Tough stuff, but good stuff; my friend who insisted I watch this was right to champion it. And it had more warmth in it than the movie I imagined after reading two or three reviews in New York papers when it was showing there at the IFC in autumn, 2005. I'm sorry the descriptions put me off seeing 'Keane' back then, because its painful nature made it hard to concentrate on it in my house.

However there is a significant plus in home viewing due to a major extra on the DVD version of 'Keane': the alternate shorter edit made up by Steven Soderbergh. Though I didn't have the patience to review both versions in toto I'd say Soderbergh made a snappier version, and I can see why he would have done that because the original version's first 30 minutes seem interminable, I thought I'd watched an hour and it was half that. Soderbergh is wise to put the looking-for-work moment very early rather than after 38 minutes, because it is better to start out with that. Soderbergh also held back a lot of the talking-to-himself passages and the hunting-for-the-daughter bus station sequence -- which are so grueling and disturbing -- until later, so we aren't too heavily hit too soon with Keane's severe mental problems. This is important because Keane does want to appear normal and is capable of doing so -- otherwise the whole relationship with the mother of the little girl would not have developed.

A fine performance by the actor who plays Keane, Damian Lewis.

In fact a lot of the reviews were very favorable, if not ecstatic. And this is how it has to be: this movie is good, but it's not for everyone. In grim realism 'Keane' is comparable to Debra Granik's melancholy but convincing 'Down to the Bone' (also shown in NYC in late 2005). 'Keane'is different from the latter in containing elements of mystery and being at times almost unbearably suspenseful. And Kerrigan gets us so close to his troubled character that we're taken to a hard place.

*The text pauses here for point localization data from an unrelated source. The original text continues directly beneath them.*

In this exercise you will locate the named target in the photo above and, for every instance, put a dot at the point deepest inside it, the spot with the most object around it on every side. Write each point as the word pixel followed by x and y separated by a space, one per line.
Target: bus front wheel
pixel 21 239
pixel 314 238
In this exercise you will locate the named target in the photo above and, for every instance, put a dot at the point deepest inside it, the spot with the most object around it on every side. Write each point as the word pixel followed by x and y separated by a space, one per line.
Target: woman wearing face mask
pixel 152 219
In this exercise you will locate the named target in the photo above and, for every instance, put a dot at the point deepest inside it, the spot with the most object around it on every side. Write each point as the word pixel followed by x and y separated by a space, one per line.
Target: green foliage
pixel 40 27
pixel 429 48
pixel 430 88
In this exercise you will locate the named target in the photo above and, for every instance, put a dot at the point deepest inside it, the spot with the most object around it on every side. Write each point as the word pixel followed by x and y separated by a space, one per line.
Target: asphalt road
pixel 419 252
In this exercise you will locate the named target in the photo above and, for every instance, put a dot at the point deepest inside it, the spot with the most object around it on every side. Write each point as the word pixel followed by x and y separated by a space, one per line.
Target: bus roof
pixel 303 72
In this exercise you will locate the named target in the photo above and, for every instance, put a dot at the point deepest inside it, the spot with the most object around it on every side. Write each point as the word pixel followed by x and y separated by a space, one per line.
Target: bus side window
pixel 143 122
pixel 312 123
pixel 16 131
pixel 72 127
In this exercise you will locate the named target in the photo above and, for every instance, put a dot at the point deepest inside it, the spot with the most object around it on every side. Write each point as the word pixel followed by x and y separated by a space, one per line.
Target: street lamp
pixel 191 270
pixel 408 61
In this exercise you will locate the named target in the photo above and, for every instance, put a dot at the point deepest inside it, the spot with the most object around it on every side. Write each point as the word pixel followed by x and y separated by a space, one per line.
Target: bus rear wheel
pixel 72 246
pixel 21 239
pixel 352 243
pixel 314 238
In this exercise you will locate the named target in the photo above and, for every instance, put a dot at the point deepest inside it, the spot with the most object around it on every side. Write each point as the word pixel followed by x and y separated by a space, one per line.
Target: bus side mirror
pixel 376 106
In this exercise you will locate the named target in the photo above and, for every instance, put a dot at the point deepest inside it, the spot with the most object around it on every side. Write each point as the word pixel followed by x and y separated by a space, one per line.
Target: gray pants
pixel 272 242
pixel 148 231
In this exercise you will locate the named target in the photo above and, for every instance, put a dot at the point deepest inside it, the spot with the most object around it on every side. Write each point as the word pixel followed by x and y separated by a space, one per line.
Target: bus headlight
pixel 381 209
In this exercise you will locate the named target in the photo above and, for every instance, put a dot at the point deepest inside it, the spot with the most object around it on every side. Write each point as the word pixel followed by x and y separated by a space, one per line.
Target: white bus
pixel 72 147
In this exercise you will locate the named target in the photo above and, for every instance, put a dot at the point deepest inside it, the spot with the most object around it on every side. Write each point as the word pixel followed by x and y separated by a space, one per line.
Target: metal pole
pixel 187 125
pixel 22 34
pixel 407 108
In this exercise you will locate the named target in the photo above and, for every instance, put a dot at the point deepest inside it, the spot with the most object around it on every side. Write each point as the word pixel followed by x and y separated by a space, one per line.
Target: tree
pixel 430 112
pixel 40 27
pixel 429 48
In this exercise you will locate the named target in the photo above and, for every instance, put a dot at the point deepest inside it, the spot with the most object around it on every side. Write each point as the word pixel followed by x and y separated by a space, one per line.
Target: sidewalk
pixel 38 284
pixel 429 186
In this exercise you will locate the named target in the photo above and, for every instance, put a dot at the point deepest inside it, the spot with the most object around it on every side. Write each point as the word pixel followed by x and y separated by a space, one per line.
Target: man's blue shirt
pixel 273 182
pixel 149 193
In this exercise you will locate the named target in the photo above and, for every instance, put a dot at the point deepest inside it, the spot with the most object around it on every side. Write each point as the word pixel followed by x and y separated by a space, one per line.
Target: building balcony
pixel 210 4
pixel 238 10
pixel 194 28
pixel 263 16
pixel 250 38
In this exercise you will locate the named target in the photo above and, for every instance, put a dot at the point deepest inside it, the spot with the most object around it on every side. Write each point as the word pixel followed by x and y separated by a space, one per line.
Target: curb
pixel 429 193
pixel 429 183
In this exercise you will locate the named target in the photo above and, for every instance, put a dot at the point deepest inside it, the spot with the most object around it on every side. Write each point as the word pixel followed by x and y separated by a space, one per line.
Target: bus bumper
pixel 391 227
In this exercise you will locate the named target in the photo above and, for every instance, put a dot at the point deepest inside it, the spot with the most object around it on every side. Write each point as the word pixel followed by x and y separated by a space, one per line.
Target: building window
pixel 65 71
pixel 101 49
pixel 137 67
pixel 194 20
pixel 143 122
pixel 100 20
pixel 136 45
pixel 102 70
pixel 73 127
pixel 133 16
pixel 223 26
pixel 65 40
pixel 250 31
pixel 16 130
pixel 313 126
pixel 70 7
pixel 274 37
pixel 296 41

Because of Kerrigan's sympathy and actor Damian Lewis's restraint I found myself more than once indulging in the unnerving thought that in similar circumstances I might not behave a lot more sanely than this myself. Or maybe I'm not any more sane. This film as some have noted is not only a very specific account of a possibly schizophrenic man, but also a study of urban angst, a depiction of how crazy-making urban spaces can become for every person who approaches them without armor.Michael Atkinson's statement about this is perhaps a bit too sweeping –- "Keane" (he says) "is a painfully specific figure but at the same time a totem, lean and frightening, for a morass of modern anxieties" –- but the borderline between Keane and us does indeed at times become hauntingly blurred.

Certainly students of film editing will gain something from comparing the two versions by Kerrigan and Soderbergh. The finale is devastating. And the same in both versions. I have not seen Kerrigan's other movies but he obviously has carved out a niche for himself in which he operates with some distinction.